Please note that tax, investment, pension and ISA rules can change and the information and any views contained in this article may now be inaccurate.
The UK and global trusts beating the market
The simple option for investors these days is to choose a tracker fund which mirrors a certain part of the market. Therefore, actively managed funds really need to add value and deliver market-beating returns if they are to convince investors not to go for the easy option of a tracker fund.
All products classified as investment trusts are actively managed funds and there are certain areas which have a solid track record of adding value.
Shares has found that all nine investment trusts in the UK All Companies sector have beaten the market (as measured by the FTSE All-Share index) on a five year-basis. The returns vary between approximately 50% and 98% versus around 34% from the FTSE All-Share.
In the global equity category, 13 out of 17 investments trusts have beaten the MSCI World index which is typically used as the benchmark. Of the four laggards, two have changed (or are about to change) managers in recent years which goes to show how investment trusts have the advantage of having a board of directors who can try something new if performance isn’t up to scratch.
In the UK All Companies sector, the top performer on a five-year basis is Artemis Alpha Trust (ATS) which focuses on growth-orientated businesses, many of whom pay growing dividends. A 98% return over that period is nearly three times better than the market.

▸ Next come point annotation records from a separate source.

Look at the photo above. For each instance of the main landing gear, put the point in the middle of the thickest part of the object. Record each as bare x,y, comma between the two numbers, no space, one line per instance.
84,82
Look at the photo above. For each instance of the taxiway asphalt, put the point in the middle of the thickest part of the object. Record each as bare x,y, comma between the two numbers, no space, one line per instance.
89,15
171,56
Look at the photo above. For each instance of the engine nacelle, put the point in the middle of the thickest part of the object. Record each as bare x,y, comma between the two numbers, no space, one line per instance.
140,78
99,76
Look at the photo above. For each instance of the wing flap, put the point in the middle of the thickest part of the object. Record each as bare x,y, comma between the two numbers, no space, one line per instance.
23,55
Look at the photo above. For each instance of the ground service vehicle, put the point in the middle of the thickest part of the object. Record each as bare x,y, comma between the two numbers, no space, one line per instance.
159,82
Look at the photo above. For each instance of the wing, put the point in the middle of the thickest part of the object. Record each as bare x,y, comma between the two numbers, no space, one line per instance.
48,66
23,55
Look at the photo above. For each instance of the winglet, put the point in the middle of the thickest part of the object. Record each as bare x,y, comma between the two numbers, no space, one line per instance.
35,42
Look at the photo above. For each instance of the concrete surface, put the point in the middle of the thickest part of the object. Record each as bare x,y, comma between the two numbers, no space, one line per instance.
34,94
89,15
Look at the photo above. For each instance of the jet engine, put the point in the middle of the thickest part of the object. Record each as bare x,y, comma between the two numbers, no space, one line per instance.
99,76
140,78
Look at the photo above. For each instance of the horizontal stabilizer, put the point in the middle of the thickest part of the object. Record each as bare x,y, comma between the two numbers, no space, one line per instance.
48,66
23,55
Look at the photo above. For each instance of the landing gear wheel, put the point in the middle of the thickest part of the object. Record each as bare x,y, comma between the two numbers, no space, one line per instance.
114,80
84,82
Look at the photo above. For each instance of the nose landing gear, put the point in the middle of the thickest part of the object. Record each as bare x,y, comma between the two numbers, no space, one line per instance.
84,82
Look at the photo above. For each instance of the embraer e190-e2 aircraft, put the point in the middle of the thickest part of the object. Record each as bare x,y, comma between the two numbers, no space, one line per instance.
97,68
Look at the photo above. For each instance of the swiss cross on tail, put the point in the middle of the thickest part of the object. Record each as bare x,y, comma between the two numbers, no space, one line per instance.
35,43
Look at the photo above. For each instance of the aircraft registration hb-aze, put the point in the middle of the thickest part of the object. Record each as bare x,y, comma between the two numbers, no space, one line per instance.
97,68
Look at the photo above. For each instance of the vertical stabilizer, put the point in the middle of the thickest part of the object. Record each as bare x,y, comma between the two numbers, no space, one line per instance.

Interestingly, the investment trust’s five-year performance is better than its 10-year return of 92%. It underwent a strategic review in 2018 after going through a bad patch thanks to large exposure to small energy stocks just as oil prices crashed. A new manager was appointed, and fresh thinking has helped to revive the trust.
On a 10-year basis, the best performer in the UK All Companies sector is Henderson Opportunities Trust (HOT) with a 348% return.
Looking at the global investment trust sector, Baillie Gifford-managed Scottish Mortgage Investment Trust (SMT) is the best five-year and 10-year performer, returning 375% and 1,211% respectively.
At 0.34%, it has one of the lowest ongoing charges of all active funds. However, the trust is prone to higher levels of volatility as witnessed earlier this year. This is in part due to its decision to invest in privately-owned companies as well as ones which trade on a stock market.
The second-best performer in the global equities sector with a 164% return over five years is Monks Investment Trust (MNKS) which is also managed by Baillie Gifford.
It seeks to invest in companies whose growth prospects are under-appreciated by the market and where there is a greater than a 30% probability of doubling shareholder funds over a five-year period.
Recent performance has been boosted by strong returns from electric vehicle maker Tesla, Singapore-based consumer internet company Sea Limited and drugs firm Moderna.
Why are investment trusts appealing?
Unlike unit trusts and open-ended investment companies, investment trusts have a fixed number of shares which can be bought and sold. As their price is determined by the market, investment trust can trade at a premium or discount to the value of their assets.
Investment trusts benefit from their ability to smooth dividends. In marked contrast to open ended funds, investment trusts can keep up to 15% of their dividend income in reserves each year rather than paying it all out immediately.
In difficult times, should any portfolio holdings cut their dividends, the trust can still maintain a consistent dividend payment to its shareholders by dipping into its reserves.
The closed-ended structure of investment trusts also enables the fund manager to adopt a longer-term investment approach, because they do not have to sell assets to pay for investors who wish to exit the fund.